When they first opened Moon Dog World, the team thought there might be a bit of novelty factor with customers coming from far and wide, but Hornung said they were pleasantly surprised by the local support they had received too.

“We thought it would be a destination. Statistics from online indicated people were coming from all over to visit. But we dug down a bit deeper and in fact, 80 per cent were coming from two suburbs.

“We established a strong local presence, and we were lucky to have that run at it to build that up a little. That certainly has helped from a bottle shop and food delivery perspective.”

Changing it up

Moon Dog World Preston for the moment is closed along with venues across Melbourne, and having to adapt the venues to the constantly changing rules and regulations proved a challenge, but not an insurmountable one.

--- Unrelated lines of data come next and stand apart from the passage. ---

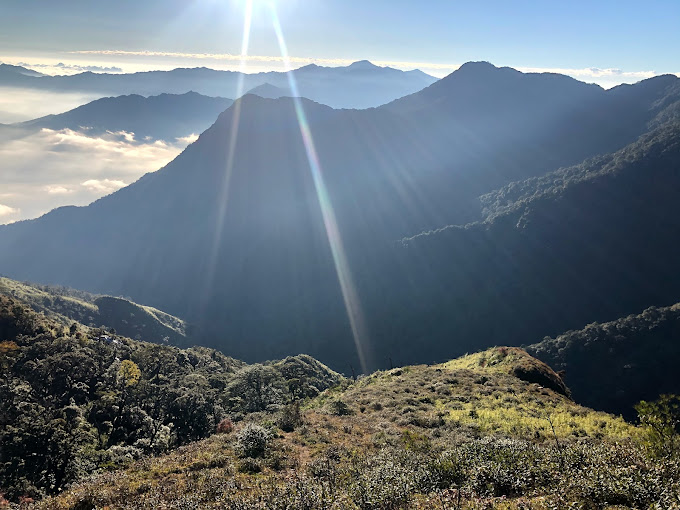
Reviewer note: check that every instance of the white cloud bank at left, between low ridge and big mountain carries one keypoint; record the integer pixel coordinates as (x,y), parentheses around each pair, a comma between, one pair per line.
(52,168)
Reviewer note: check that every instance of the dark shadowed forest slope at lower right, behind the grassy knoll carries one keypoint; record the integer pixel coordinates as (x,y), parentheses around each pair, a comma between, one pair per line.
(613,365)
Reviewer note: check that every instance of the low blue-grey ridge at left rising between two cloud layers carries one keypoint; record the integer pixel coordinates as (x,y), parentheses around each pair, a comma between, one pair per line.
(162,117)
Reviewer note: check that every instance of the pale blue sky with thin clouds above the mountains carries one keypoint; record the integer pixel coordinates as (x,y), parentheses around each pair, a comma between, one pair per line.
(633,37)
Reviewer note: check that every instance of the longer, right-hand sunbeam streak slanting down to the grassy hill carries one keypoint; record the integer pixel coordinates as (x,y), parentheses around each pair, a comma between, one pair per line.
(349,293)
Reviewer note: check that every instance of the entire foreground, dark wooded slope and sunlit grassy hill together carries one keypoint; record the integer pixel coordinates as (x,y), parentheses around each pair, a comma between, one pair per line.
(94,420)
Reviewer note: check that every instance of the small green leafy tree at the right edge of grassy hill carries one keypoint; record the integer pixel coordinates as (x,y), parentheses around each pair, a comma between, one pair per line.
(661,421)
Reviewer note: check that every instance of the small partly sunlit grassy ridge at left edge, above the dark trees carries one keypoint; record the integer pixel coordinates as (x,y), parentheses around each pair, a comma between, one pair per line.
(67,305)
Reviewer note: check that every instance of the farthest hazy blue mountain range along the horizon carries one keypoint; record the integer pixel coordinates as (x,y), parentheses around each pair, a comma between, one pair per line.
(359,85)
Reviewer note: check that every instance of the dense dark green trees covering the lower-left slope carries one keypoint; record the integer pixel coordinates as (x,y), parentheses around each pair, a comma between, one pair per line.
(78,400)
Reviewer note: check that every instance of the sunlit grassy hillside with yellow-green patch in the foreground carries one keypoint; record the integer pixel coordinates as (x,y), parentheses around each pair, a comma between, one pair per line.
(457,435)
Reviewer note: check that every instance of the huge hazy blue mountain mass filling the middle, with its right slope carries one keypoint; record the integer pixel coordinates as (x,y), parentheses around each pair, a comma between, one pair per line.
(238,243)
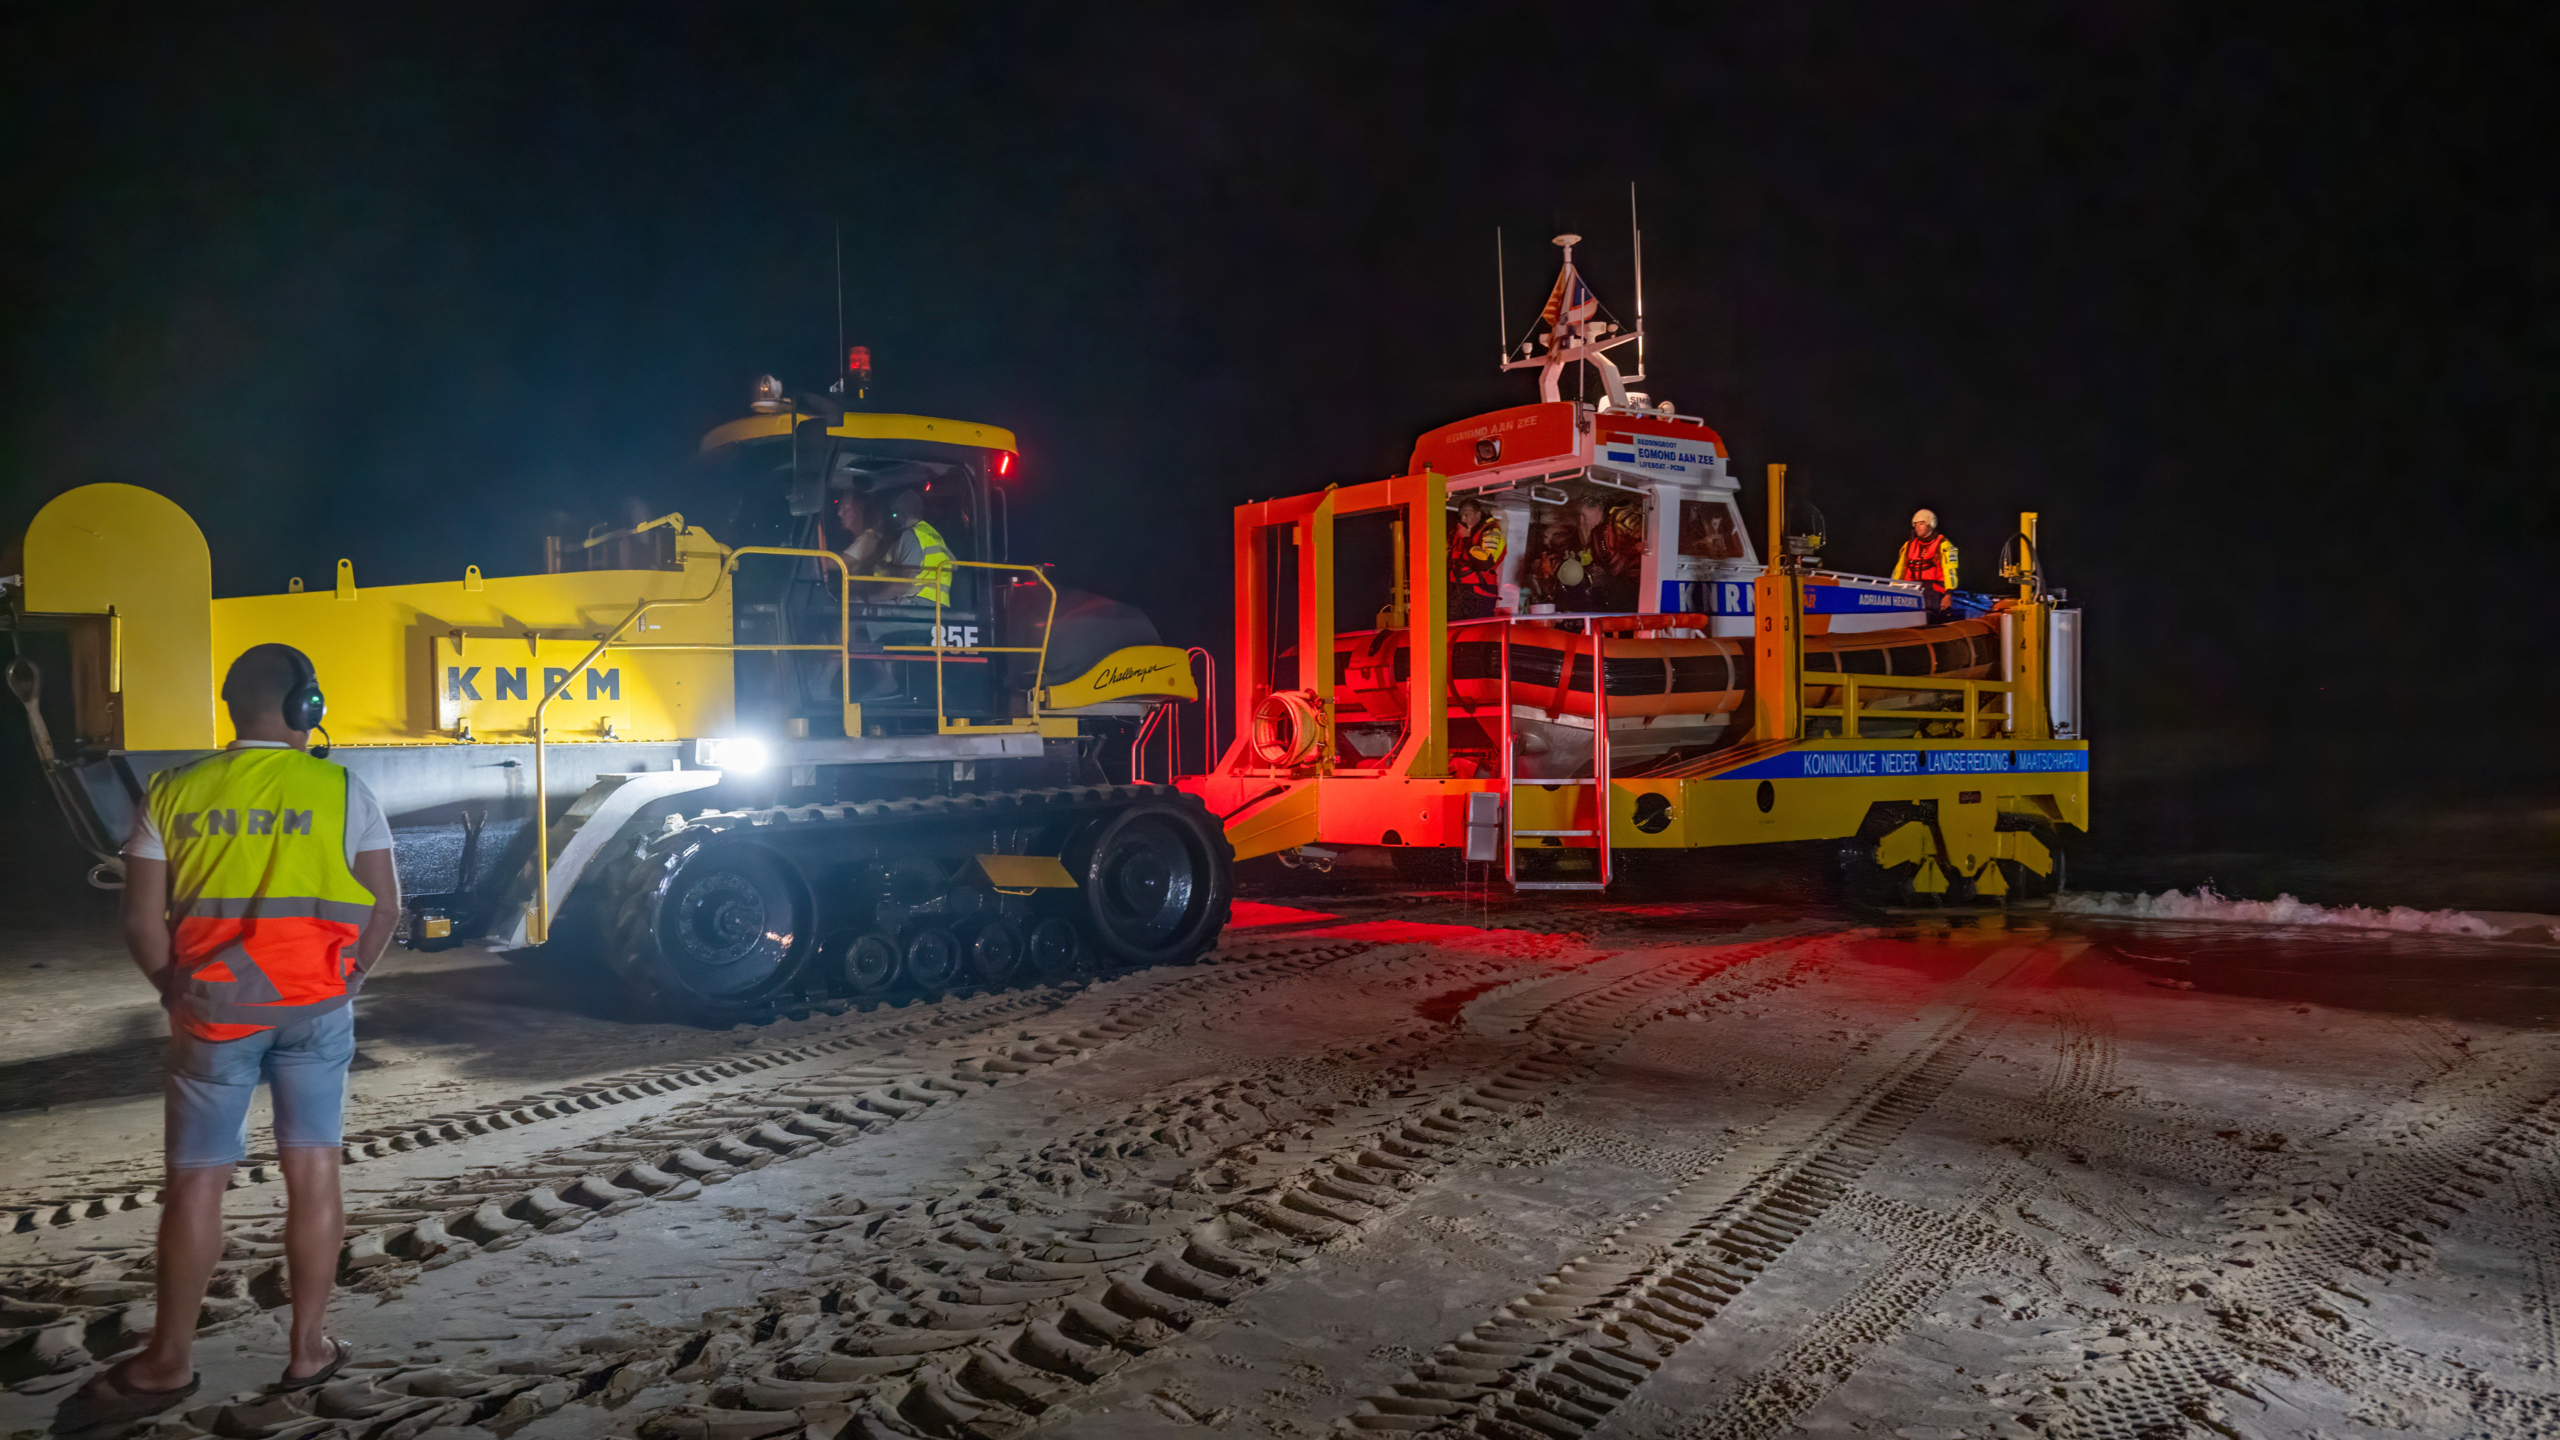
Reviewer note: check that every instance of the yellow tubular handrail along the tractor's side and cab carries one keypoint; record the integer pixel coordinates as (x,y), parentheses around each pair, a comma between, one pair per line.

“It was happening so quickly everyone everywhere was chasing their tail,” Hornung said.

“When we could reopen for those couple of months it meant we could have in Abbotsford the two separate rooms, one was a function space and that became a bar and we could have 40 people across those spaces, which was quite simple, but in Preston, we had a few different spaces and the beer garden was not helpful at that stage being in the middle of winter.”

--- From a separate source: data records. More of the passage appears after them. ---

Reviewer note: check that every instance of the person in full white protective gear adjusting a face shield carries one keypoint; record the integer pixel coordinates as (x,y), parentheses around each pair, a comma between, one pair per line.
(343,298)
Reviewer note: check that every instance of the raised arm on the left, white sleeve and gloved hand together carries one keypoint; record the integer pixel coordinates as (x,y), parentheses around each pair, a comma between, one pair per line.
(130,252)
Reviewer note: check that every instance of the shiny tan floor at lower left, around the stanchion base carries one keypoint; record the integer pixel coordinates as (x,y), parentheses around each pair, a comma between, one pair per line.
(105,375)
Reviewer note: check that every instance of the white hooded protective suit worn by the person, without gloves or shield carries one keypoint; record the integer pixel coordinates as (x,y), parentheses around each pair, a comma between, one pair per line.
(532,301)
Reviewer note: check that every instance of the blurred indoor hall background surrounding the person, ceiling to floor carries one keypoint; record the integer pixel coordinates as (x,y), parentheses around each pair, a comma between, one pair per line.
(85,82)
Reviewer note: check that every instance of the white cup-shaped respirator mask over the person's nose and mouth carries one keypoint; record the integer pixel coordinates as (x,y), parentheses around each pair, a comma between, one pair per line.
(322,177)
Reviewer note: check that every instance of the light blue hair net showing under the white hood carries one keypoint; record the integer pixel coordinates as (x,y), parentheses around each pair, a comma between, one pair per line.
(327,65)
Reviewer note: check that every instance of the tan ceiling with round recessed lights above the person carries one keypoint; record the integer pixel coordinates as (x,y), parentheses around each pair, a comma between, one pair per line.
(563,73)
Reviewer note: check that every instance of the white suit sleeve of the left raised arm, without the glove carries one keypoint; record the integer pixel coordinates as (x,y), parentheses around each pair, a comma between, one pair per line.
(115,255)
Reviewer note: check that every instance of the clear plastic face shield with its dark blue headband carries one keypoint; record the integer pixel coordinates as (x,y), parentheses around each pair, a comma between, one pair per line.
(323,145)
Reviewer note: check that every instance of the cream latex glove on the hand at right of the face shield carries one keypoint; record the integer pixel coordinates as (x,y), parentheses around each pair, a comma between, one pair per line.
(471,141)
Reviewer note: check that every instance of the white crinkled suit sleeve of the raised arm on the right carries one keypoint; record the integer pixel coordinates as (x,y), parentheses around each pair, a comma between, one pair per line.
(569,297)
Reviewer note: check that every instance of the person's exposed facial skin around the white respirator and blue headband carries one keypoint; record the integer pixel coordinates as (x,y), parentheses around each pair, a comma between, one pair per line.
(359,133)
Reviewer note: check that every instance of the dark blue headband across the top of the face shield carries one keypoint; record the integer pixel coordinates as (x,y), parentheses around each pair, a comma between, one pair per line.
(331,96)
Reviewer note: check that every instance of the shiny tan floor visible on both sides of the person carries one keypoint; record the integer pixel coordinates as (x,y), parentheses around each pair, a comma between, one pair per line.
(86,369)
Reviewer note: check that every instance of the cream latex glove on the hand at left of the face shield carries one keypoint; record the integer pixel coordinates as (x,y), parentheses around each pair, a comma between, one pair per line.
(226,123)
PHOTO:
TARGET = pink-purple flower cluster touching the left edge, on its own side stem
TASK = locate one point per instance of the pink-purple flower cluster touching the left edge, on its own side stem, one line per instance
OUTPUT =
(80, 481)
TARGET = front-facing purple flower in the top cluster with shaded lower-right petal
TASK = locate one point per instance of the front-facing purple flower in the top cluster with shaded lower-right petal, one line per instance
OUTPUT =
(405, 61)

Looking to reopening, the restrictions placed on venues will clearly not be completely lifted and venues will again have to change up their processes.

“There’s uncertainty around reopening this time around and we’re still waiting on final details. Looking at regional Victoria it seems there will be a smaller number of patrons restricted for indoor dining which could be a negative given Preston is so large.

“It’s hard to make rules that fit everyone but the inside of Moon Dog World is nothing like your local pub in terms of their low ceilings and small rooms.

“But honestly just the idea of reopening is so exciting we would work it out whatever the rules are.

“We’re also working out how we can transition and utilise more outdoor areas because I think the focus will be outdoors for the foreseeable future. Wewill do everything we can in the safest way we can.”

The future

While Moon Dog looks forward to reopening its venues, there’s also the long term future to consider.

“I think some things will essentially have changed forever. Near the end of the last lockdown we implemented Me&U, for example, which is an order at your table beacon,” Hornung explained.

“Things like that will be here to stay and we still want to have that experience for the punters where they get to speak to someone and have that conversation but that might only happen once or twice and they are happy to order a few jugs at the table

“Stuff like that is here for good, as well as the online side. We saw great growth in the online store and I was personally a bit sceptical of it, I thought ‘why wouldn’t you go to bottle shop?’ but that’s been really strong for us especially getting our speciality limited release product to people who might not live near or have great ranges in their local.

“So that’s been really positive, it’s hard to know though. I look around at friends on Instagram in other states and sometimes it looks like nothing ever happened, so I hope it goes back to be able to go to live music venues to open, nightclubs to open, things that have been hit hard by COVID restrictions. But I think for us it will start as table service and at some stage, we hope it will move a bit closer to normal.

“We’re very lucky, we have a brewery at the back of our venue so we’re still producing and wholesaling lots of beer. We’re lucky to have pubs reopen interstate sooner than we have which has kept us going. I feel terrible for other hospitality venues that don’t have that arm of the business we’ve certainly been lucky with that

“At the end of the day, we’re still about offering a great experience, brewing great new beers, and having a good feed in whatever form that takes.”